On January 8, 2025, in connection with entering into the National Bank of Canada — Four Property Loan, the National Bank of Canada — North York Loan was repaid in full and terminated without fees or penalties.
First National Loan
On May 19, 2023, we, through a wholly-owned subsidiary of our operating partnership, entered into a term loan with First National Financial LP (the “First National Loan”) for approximately CAD $8.8 million. The First National Loan is secured by a deed of trust on our property located in Edmonton, Alberta, Canada. Amounts outstanding under the First National Loan bore a floating rate equal to the Royal Bank of Canada Prime Rate, plus 1.90%. The First National Loan had an initial term of two years and an initial maturity date of June 1, 2025. Payments under the First National Loan were interest-only and payable monthly.
On January 8, 2025, in connection with entering into the National Bank of Canada — Four Property Loan, the First National Loan was repaid in full and terminated without fees or penalties.
Update Regarding Our Foreign Currency Hedge Contract
On December 22, 2023, we entered into a foreign currency hedge contract (the “2023 Hedge Contract”) with BMO Capital Markets (“BMO”) in the form of a CAD put/USD call option in order to hedge foreign currency exposure related to our net investment in subsidiaries that hold properties we acquired in Canada. The 2023 Hedge Contract had a notional amount of CAD $200.0 million, a duration of 12 months with a settlement date of December 20, 2024, and a strike of 1.3900 USD-CAD.

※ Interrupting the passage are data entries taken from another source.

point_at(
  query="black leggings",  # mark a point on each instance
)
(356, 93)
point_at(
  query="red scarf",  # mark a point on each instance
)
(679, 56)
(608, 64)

On December 20, 2024, we entered into a new foreign currency hedge contract (the “2024 Hedge Contract”) with BMO. In connection with our entry into the 2024 Hedge Contract, we net settled the 2023 Hedge Contract and rolled the proceeds into the 2024 Hedge Contract, net settling the 2024 Hedge Contract premium of approximately $4.5 million. Similar to the 2023 Hedge Contract, the 2024 Hedge Contract is in the form of a CAD put/USD call option in order to hedge foreign currency exposure related to our net investment in subsidiaries that hold properties we acquired in Canada. The 2024 Hedge Contract has a notional amount of CAD $200.0 million, a duration of 12 months with a settlement date of December 19, 2025, and a strike of 1.4005 USD-CAD.
First Quarter 2025 Distribution Authorization
On December 20, 2024, our board of directors declared a daily cash distribution in the amount of approximately $0.001698 per day per share on the outstanding shares of common stock payable to Class A, Class T, Class W, Class P, Class Y and Class Z stockholders of record of such shares as shown on our books as of the close of business on each day of the period commencing on January 1, 2025 and ending March 31, 2025. In connection with this distribution, stockholders who hold Class T and Class Y shares will be paid an amount equal to $0.001698 per day per share less the stockholder servicing fee payable per share per day, and stockholders who hold Class W shares and Class Z shares will be paid an amount equal to $0.001698 per day per share less the dealer manager servicing fee payable per share per day. Such distributions payable to each stockholder of record during a month will be paid the following month.